PS: I am a front-end, big New Year boring nonsense ... Fold it.

To add, if the cache fails, the problem is to solve the cache disaster tolerant approach, such as multiple cache pool fast switching, load balancing and so on. Super-large number of requests directly access the database, this can be multi-machine multi-database, multiple processes to read, to solve. I think from the code level is not very good to do ...

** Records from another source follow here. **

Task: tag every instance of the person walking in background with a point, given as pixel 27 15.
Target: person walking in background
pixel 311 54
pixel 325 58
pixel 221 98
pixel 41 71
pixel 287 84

Because the solution is to expand the allocation of requests to multi-machine, not real-time expansion and want to support high concurrent large requests is not possible ah ... The light lets the donkey run not to eat the grass, thinks how to give the donkey beauty not to use AH ...

-------

Professional this avalanche after the cache penetration directly to the DB layer, the actual first hanging is the bandwidth, DB will not be the bottleneck, after the resolution can use the maximum number of connections to control the read database, over the use of Level 2 cache to do, after the warning, or dynamic expansion mechanism to solve. (Consulting back-end colleague) throttle solution is in the book, in (the title forgot, the cover of the car on the front) that little book was introduced this question, and then proposed several kinds of solutions. Three books, operating system, database principle, distributed system. It's an old question.
1, assume the single-machine buffer. The lock mechanism is fine, because your problem is reading data, not anything else. Whether it's multi-process or multi-threading, locking is available.
2. Use buffer pool to reduce waiting delay.
3, the above is the contents of the operating system.
4, if there are updates at the same time, to consider the problem of data consistency, that is pessimistic lock or optimistic lock. 1, the service itself to provide overload protection, fuse mechanism, in the final analysis is limited to flow, to know how to protect themselves
2, the cache when rebuilding to lock, cache mutex
  • Contact Us

    The content source of this page is from Internet, which doesn't represent Alibaba Cloud's opinion; products and services mentioned on that page don't have any relationship with Alibaba Cloud. If the content of the page makes you feel confusing, please write us an email, we will handle the problem within 5 days after receiving your email.

    If you find any instances of plagiarism from the community, please send an email to: info-contact@alibabacloud.com and provide relevant evidence. A staff member will contact you within 5 working days.

    A Free Trial That Lets You Build Big!

    Start building with 50+ products and up to 12 months usage for Elastic Compute Service

    • Sales Support

      1 on 1 presale consultation

    • After-Sales Support

      24/7 Technical Support 6 Free Tickets per Quarter Faster Response

    • Alibaba Cloud offers highly flexible support services tailored to meet your exact needs.